Regulatory troubles notwithstanding, and despite early pandemic-era strains on revenue, Bird filed to go public in 2021 at a valuation of $2.3 billion. But it wasn’t a buzzy startup anymore. Not only was there more competition, but a lot of people’s “return to normal” post-vaccine meant driving or taking the train, not scooting. The company’s stock has nearly continuously plummeted.

Crunchbase figured out that, by the fall of 2022, VanderZanden’s stake was worth less than a house he had bought in Miami. Soon, it was delisted from the New York Stock Exchange. Around that time, VandenZanden was nudged out of the CEO job.
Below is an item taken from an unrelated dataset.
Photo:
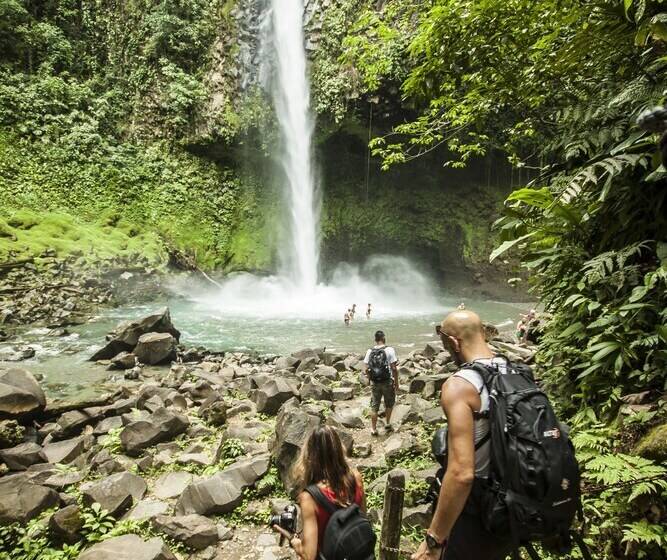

Embarrassingly, the company announced in November 2022 that it had been overstating its revenue numbers in its annual reports.

And now it’s bankrupt. It filed under Chapter 11, which means the company will try to discharge some of its debts and give scooter-sharing another go after a reorganization and a fresh start.

“This announcement represents a significant milestone in Bird’s transformation,” interim CEO Michael Washinushi spoke euphemistically in a company statement announcing the bankruptcy. “We remain focused on our mission to make cities more livable by using micromobility to reduce car usage, traffic, and carbon emissions.”